To increase the generalizability to other populations and to focus on the predictive power of the smell tests, per se, we focused on using only the responses to the odorant items in the machine learning analysis and didn’t emphasize non-olfactory demographic variables. Inclusion of the limited demographic information available, namely age and sex, did not result in any improvement beyond that achievable with odorant test data alone (see Supplementary File). If one wished to combine the smell test data developed in this study with other demographic data, such inclusion would likely necessitate a more sophisticated scoring.
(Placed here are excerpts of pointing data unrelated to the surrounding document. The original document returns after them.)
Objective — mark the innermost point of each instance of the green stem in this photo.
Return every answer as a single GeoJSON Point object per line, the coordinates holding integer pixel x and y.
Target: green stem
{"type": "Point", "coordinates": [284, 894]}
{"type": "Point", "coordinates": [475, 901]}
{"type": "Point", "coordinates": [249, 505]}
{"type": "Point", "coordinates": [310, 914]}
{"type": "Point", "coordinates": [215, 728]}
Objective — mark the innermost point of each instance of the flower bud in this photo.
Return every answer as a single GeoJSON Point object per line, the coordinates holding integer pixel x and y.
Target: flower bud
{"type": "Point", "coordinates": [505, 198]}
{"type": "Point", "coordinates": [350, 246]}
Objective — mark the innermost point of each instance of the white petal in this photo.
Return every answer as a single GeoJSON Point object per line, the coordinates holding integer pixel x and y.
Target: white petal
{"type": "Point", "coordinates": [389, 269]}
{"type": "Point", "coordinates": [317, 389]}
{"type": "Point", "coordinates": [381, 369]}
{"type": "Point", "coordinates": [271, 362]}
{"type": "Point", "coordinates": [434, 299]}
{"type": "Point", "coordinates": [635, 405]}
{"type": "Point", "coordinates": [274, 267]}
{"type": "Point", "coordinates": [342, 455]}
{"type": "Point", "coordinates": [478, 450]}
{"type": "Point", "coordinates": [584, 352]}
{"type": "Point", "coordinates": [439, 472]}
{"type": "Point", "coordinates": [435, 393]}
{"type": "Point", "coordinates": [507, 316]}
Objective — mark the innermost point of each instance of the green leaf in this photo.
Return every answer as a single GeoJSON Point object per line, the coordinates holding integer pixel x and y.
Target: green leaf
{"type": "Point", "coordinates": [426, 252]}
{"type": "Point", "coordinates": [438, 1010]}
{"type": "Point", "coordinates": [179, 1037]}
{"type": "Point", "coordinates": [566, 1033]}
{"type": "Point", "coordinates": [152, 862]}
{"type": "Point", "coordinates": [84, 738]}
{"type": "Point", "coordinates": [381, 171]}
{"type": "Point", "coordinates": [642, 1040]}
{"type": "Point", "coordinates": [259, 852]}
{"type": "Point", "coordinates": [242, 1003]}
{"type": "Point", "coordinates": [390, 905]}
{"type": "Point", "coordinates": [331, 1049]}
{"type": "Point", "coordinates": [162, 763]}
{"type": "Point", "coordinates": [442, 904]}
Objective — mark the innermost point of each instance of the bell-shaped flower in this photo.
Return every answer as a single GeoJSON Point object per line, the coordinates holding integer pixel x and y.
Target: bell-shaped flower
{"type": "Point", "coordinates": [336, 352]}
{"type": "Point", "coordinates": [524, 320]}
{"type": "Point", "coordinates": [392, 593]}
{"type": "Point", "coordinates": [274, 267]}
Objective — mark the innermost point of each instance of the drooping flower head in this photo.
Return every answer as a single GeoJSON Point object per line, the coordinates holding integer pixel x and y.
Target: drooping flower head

To our knowledge, this is the first study to develop multiple parallel brief smell identification tests useful for detecting temporal changes in smell function with high sensitivity and specificity. The study has both strengths and weaknesses. Among its strengths are the use of data from a relatively large number of persons with and without smell dysfunction. Another strength was the systematic exploration of the efficacy of numerous machine learning algorithms to optimize sensitivity in detecting smell dysfunction. Several potential weaknesses should be acknowledged. First, one might argue that the current sample size was inadequate for the performed analyses. However, this is unlikely since the cross-validation procedure addresses this concern and demonstrated the opposite. Second, data augmentation (Shorten & Khoshgoftaar, 2019) was not performed in this study. Such augmentation is employed to reduce overfitting when training a machine learning model. However, since the dataset contained relatively balanced numbers of participants in the two groups, this procedure was not necessary. A third concern might be that the tests we employed were reliant on smell identification and did not account for changes that may occur on other measures, such as an odor threshold. This is also unlikely, since it is well documented that identification tests such as the UPSIT® are strongly correlated with a number of types of olfactory tests, including detection threshold tests (Doty et al., 1994; Doty et al., 2019).